Collective ownership of the recovery process and the restoration of community livelihoods should be a key priority. Ukrainian civil society is already involved in different areas of reconstruction at the level of planning and implementation. Local economies must be able to generate revenue.
Detailed assessments of existing productive capabilities should be used to inform recovery planning. Post-war social inequality and economic deprivation could fuel populism and in turn threaten Ukrainian democracy.
Social dialogue between the government and citizens, represented by associations and unions of the most vulnerable groups, will be paramount while planning and implementing local recovery projects. There is no template yet for how Ukraine will go about planning the future. However, Ukrainian social enterprises could play a critical role in boosting the reconstruction effort, especially at the local level.
Key challenges discussed:
1. How young, talented Ukrainians currently living abroad can be incentivized to return. Israel could be useful as a potential case study for this project. Young people will need to be assured that they can participate meaningfully in the country’s political and economic spheres.
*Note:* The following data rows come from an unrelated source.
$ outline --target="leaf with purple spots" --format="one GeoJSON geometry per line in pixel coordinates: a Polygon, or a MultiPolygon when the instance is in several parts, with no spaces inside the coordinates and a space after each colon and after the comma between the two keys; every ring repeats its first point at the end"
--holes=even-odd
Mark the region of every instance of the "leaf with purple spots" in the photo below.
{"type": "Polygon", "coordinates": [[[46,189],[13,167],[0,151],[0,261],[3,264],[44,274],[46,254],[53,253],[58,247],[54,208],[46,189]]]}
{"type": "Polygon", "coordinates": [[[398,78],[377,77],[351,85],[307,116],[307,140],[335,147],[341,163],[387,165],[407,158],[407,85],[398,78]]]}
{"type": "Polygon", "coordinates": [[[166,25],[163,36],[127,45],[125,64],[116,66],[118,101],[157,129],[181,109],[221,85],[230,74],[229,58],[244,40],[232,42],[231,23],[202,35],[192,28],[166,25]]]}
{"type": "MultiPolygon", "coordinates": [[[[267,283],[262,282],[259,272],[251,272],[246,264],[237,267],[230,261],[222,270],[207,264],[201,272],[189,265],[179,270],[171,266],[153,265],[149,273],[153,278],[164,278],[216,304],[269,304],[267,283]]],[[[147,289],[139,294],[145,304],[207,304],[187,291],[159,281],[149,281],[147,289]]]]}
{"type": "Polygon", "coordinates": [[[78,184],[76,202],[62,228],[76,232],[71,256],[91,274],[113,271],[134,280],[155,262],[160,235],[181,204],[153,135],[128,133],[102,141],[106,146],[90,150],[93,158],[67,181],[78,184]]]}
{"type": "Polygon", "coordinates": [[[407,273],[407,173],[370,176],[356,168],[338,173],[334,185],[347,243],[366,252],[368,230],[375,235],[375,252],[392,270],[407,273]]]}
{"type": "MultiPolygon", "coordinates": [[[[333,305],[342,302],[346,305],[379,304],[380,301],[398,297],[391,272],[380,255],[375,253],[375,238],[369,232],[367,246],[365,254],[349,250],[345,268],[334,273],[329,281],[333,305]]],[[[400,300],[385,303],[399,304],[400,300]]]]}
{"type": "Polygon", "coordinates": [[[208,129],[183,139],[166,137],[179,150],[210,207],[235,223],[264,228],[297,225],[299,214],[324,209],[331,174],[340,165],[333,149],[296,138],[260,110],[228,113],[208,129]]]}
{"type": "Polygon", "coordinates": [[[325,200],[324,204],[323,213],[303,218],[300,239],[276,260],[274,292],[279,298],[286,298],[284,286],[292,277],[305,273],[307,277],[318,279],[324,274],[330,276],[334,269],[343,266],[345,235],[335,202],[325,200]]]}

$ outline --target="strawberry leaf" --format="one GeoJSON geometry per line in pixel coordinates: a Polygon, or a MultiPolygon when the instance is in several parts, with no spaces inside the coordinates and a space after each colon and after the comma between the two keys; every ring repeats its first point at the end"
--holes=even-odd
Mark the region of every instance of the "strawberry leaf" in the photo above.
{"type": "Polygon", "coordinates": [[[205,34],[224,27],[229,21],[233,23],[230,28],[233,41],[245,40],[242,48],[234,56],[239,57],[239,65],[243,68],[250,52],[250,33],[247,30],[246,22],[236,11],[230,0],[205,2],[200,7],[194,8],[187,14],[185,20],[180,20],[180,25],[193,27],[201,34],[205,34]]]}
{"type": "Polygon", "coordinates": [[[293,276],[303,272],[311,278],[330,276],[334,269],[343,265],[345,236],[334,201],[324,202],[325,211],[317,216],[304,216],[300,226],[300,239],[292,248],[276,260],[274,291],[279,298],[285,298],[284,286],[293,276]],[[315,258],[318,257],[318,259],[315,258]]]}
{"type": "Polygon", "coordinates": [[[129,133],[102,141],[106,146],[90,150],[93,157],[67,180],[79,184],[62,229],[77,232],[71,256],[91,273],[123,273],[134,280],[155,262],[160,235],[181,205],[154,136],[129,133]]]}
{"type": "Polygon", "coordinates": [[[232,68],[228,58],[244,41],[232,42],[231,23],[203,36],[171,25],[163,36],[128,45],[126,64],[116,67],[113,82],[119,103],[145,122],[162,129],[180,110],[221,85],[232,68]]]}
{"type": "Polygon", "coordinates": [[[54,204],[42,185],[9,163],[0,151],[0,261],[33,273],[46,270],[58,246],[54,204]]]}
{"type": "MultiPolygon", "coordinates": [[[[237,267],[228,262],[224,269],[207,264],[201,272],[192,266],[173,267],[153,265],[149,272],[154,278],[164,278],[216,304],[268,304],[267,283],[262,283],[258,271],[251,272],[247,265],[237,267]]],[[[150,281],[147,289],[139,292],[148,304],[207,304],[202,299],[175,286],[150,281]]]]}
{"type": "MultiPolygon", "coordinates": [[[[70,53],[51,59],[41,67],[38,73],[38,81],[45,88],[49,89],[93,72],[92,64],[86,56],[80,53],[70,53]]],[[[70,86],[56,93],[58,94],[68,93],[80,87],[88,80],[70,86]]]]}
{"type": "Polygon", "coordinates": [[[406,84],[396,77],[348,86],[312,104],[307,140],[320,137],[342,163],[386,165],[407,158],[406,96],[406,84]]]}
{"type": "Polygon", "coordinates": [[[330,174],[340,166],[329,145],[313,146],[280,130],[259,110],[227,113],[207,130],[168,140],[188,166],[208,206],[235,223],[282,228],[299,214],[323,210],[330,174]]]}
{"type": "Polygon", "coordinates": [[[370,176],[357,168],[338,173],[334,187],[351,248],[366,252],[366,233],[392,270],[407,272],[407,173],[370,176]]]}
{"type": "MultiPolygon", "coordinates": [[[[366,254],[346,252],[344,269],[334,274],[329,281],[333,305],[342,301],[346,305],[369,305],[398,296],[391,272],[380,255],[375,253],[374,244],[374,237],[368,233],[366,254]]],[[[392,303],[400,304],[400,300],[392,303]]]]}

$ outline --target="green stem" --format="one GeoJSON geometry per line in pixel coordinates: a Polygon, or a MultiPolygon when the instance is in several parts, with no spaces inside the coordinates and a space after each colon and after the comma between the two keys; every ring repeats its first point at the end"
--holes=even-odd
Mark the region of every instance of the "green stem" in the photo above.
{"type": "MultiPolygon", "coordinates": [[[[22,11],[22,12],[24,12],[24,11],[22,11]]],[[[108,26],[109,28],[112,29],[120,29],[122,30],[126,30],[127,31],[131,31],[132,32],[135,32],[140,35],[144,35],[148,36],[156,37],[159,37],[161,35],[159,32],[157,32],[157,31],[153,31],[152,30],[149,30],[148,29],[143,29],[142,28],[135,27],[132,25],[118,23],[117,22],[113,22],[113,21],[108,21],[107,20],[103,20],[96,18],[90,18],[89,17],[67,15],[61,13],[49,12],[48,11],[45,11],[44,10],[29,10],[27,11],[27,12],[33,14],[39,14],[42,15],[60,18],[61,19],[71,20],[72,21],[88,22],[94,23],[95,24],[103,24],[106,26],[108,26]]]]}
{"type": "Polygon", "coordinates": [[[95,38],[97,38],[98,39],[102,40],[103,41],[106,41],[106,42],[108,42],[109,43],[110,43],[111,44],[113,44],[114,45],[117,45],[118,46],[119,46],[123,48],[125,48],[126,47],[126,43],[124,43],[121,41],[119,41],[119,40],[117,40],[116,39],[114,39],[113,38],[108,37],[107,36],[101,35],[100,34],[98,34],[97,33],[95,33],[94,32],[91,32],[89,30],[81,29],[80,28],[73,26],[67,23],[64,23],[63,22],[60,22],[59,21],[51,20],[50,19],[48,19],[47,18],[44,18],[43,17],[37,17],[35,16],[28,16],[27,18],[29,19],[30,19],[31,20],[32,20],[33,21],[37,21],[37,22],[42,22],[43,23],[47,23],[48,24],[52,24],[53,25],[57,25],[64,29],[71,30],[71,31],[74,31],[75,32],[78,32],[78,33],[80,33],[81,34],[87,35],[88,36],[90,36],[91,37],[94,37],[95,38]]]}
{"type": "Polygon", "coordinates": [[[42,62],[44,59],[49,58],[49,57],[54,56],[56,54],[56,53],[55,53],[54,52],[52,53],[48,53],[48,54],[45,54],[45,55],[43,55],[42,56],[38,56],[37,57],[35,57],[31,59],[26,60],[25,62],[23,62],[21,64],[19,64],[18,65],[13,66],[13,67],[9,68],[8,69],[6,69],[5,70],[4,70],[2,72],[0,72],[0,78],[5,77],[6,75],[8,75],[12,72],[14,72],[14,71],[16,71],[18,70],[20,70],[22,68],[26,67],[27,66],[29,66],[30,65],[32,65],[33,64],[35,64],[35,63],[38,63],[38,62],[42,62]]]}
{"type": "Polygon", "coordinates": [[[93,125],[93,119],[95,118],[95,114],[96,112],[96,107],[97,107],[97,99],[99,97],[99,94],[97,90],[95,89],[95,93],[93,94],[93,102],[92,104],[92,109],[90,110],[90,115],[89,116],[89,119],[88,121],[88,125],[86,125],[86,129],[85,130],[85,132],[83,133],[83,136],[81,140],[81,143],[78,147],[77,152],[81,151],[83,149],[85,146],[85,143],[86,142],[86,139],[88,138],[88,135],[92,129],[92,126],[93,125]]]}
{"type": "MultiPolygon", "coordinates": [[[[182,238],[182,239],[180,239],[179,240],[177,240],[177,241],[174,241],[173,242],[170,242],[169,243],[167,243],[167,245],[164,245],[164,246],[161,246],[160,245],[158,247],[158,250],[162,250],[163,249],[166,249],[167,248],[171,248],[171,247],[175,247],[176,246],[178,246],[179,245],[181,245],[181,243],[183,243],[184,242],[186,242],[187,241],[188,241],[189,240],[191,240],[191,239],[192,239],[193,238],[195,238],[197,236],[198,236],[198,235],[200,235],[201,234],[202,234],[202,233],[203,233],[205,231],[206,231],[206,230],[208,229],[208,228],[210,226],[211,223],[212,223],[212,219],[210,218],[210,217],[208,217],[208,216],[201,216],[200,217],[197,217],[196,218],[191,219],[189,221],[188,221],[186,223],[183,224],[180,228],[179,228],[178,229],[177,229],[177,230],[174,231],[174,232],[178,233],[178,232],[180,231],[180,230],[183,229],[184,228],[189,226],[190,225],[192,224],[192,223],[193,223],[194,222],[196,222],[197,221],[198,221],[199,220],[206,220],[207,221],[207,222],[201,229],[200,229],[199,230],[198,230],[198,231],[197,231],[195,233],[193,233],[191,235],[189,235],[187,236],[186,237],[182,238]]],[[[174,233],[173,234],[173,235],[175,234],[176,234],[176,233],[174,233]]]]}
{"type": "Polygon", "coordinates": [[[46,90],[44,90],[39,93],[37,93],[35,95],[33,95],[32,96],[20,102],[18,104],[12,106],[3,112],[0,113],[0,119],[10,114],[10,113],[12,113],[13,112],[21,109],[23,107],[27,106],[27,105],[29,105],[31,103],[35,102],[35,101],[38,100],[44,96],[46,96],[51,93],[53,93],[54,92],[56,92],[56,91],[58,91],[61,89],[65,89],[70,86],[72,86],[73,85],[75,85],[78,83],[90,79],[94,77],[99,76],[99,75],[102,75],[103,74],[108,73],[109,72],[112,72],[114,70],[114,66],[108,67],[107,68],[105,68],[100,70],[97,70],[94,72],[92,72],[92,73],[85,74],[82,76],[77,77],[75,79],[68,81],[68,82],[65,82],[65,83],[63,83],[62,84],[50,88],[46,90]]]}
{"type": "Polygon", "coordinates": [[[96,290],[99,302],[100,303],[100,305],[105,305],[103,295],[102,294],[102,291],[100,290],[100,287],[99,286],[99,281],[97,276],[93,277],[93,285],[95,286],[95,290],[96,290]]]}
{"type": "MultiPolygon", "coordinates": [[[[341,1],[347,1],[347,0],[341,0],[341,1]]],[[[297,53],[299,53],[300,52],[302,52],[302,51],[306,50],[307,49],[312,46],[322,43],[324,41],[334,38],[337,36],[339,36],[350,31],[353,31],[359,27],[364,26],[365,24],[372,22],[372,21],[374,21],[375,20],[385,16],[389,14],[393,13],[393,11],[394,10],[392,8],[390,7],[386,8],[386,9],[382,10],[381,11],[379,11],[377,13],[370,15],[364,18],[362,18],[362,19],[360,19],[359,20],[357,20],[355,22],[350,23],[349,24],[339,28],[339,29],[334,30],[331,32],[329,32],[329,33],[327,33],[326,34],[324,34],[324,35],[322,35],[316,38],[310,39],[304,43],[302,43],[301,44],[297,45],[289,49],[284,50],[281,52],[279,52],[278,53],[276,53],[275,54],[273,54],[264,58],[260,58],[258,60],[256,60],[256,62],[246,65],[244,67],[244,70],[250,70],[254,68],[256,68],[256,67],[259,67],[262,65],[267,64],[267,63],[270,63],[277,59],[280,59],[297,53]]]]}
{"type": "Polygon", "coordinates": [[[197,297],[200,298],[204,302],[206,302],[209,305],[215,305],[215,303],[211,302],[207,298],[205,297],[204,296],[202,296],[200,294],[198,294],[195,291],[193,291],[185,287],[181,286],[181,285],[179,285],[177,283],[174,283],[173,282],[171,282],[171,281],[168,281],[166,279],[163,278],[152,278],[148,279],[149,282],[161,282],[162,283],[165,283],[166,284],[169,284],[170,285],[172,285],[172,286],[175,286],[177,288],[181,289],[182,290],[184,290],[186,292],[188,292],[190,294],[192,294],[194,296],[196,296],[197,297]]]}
2. The cultural factor has so far been overlooked in ongoing discussions on reconstruction. This includes both cultural institutions and creative industries. Local cultural organizations (such as museums, libraries, cultural centres, theatres) are key for quality of life. Civic education should be further strengthened.
3. All restrictions on media introduced due to martial law must be lifted to ensure the free flow of information.
4. How much space is there for testing, assessing, evaluating and re-testing? The culture of entrepreneurship needs to have tolerance for failure, yet the government of Ukraine cannot afford to make fatal mistakes. At present, there is an ambitious vision for recovery, so some mistakes along the way should be expected and SMEs should feel empowered to experiment. The wider culture must encourage reflection and learning from any negative experiences, setting up feedback loops inside government and companies.
— Engage young Ukrainians to contribute their ideas to build a fuller picture of the country’s recovery needs.
— Stimulate joint ventures between Ukrainian and US entrepreneurs, especially in the technology sector.
— Develop new business-to-business mentorship schemes that will address Ukraine’s recovery needs.
— Ensure that the rebuilding of and support for cultural initiatives is part of national and community recovery plans.
— Build a centre of excellence to exchange knowledge between international partners and Ukrainian stakeholders and spread recovery knowledge throughout Ukraine, including lessons learnt, case models, assessment strategies and digital solutions.